Post-operative Course
Post-operatively, the patient's exam remained stable, opening eyes spontaneously and following commands consistently in his right lower extremity. A post-operative CT scan was obtained immediately after surgery (Fig. 3), and he was monitored in the ICU for 2 days. On POD2, his drains were removed, deep vein thrombosis (DVT) prophylaxis was started, and he was transferred to a local hospital on POD4 for recovery as the ship was set to depart New York City.
DISCUSSION
The circumstances of Comfort's mission to New York City were unique with regard to the type of humanitarian disaster the ship is typically called to respond to, and the need to mitigate the spread of a highly communicable disease onboard a ship with tight quarters. Mitigation of spread of SARS-CoV-2 from COVID+ to COVID– patients was accomplished by re-engineering air-circulation, and isolation of COVID+ wards from the rest of the ship. As a result, our cranioplasty patient remained COVID free (as confirmed by 5 negative SARS-CoV-2 PCR tests) over his 3-week admission. Second, mitigation of spread of SARS-CoV-2 from our COVID+ patient requiring sacral debridement by the neuroplastic surgery team was accomplished by requiring the patient to be masked with an N95 respirator when being transferred outside the COVID+ ward to the operating room, and use of rapid sequence induction anesthesia for intubation. Additionally, the authors utilized N95 respirators when rounding on all COVID+ patients. Lastly, while not typically available on Comfort missions, the ability to obtain a 3D printed custom cranial implant aboard allowed us to maximize our patient's treatment regimen.
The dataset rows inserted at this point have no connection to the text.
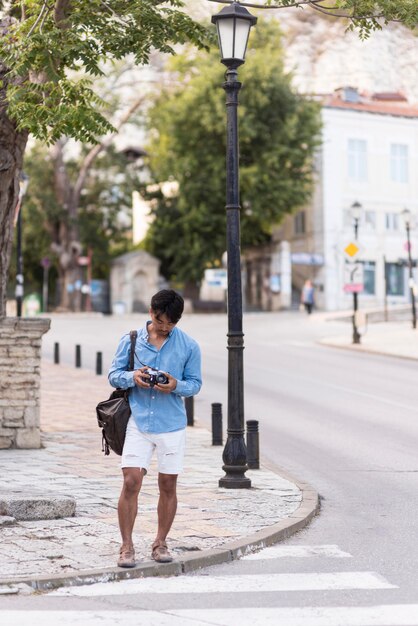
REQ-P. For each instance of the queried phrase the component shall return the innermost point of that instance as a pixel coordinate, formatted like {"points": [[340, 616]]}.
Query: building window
{"points": [[299, 223], [370, 220], [395, 284], [399, 163], [357, 160], [369, 277], [392, 221]]}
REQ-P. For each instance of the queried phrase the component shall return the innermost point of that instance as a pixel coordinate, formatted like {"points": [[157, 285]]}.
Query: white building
{"points": [[369, 155]]}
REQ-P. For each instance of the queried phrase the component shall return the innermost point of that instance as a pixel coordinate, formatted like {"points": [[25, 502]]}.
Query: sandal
{"points": [[160, 552], [126, 558]]}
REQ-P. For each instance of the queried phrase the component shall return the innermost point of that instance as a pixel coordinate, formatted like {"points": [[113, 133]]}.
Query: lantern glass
{"points": [[356, 210], [242, 31], [406, 216], [233, 24], [226, 37]]}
As a result, one might consider obtaining a 3D printer and implant design software for future humanitarian missions, which would allow surgeons to supply their own materials when the ability to resupply from shore is limited.
CONCLUSION
Comfort's mission to New York City was dynamic, and required special adaptation to care for both COVID positive and COVID negative patients. Neuroplastic surgery procedures were indicated in both COVID positive and COVID negative patients. Lessons learned with regard to performance of complex surgery in an unfamiliar environment consisted of developing a thorough understanding of one's capabilities, and working with a highly skilled team of Navy surgeons, anesthesiologists, and surgical support staff, to provide high quality care in a deployment platform.
Footnotes
We are military service members. This work was prepared as part of our official duties. Title 17 U.S.C. 105 provides that “Copyright protection under this title is not available for any work of the United States Government.” Title 17 U.S.C. 101 defines a United States Government work as a work prepared by a military service member or employee of the United States Government as part of that person's official duties.
The views expressed in this article reflect the results of research conducted by the authors and do not necessarily reflect the official policy or position of the Department of the Navy, Department of Defense, or the United States Government.
The authors report no conflicts of interest.